Spin-Hall Conductivity in Electron-Phonon Coupled Systems

TL;DR

This paper investigates how electron-phonon interactions affect the ac spin-Hall conductivity in two-dimensional spin-orbit coupled systems, revealing model-dependent modifications to the conductivity's universality and resonance features.

Contribution

It derives the ac spin-Hall conductivity considering electron-phonon coupling and compares the effects in different Rashba models, highlighting the role of spin-vertex corrections.

Findings

Electron-phonon interactions break the universality of spin-Hall conductivity in the linear Rashba model.

In a generalized Rashba model, phonons do not alter low-frequency conductivity due to absence of vertex corrections.

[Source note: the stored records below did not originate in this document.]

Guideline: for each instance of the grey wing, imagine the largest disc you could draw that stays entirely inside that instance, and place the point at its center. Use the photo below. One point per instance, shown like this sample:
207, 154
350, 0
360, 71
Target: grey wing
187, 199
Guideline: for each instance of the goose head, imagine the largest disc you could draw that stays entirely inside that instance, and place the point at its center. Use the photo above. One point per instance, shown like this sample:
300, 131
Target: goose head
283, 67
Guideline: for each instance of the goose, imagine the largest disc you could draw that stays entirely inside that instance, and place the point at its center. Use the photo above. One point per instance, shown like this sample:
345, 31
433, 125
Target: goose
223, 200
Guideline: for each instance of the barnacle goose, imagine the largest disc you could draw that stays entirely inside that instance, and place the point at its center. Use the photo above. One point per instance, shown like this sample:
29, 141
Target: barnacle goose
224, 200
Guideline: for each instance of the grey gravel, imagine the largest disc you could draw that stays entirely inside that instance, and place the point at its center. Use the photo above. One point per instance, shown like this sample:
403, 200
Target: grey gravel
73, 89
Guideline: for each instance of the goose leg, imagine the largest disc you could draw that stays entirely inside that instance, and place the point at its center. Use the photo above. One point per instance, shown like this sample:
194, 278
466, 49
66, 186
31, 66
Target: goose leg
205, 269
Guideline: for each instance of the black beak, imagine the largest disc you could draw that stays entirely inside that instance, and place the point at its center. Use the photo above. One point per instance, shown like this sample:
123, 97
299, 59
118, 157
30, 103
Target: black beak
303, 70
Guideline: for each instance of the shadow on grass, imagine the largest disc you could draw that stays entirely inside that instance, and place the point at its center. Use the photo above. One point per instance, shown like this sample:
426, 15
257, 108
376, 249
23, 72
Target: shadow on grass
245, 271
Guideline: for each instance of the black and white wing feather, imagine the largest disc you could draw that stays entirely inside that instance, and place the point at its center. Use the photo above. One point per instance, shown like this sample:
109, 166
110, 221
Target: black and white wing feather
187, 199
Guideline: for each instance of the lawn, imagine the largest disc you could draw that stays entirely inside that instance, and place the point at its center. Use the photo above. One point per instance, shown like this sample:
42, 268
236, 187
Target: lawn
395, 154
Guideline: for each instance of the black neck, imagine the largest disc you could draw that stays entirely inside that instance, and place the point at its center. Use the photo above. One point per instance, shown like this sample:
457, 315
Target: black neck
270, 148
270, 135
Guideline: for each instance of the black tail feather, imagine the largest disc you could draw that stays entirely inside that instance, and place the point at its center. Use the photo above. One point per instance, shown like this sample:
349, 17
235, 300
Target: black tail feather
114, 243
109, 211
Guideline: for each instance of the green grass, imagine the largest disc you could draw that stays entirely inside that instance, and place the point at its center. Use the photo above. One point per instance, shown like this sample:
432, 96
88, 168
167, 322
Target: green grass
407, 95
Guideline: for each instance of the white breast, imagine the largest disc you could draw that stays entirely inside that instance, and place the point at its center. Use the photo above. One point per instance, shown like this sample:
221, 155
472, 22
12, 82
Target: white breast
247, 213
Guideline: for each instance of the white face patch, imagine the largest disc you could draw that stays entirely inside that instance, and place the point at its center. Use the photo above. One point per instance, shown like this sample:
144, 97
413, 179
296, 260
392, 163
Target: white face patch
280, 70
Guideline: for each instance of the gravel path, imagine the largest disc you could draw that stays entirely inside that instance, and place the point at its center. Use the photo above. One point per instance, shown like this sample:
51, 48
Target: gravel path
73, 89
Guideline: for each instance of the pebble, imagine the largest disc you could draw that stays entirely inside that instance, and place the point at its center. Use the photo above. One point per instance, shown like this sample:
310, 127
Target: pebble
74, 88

Electron-phonon coupling renormalizes interband resonance in the linear Rashba case.

Abstract

We derive the ac spin-Hall conductivity $\sigma_{\rm sH}(\omega)$ of two-dimensional spin-orbit coupled systems interacting with dispersionless phonons of frequency $\omega_0$. For the linear Rashba model we show that the electron-phonon contribution to the spin-vertex corrections breaks the universality of $\sigma_{\rm sH}(\omega)$ at low-frequencies and provides a non-trivial renormalization of the interband resonance. On the contrary, in a generalized Rashba model for which the spin-vertex contributions are absent, the coupling to the phonons enters only through the self-energy, leaving the low frequency behavior of $\sigma_{\rm sH}(\omega)$ unaffected by the electron-phonon interaction.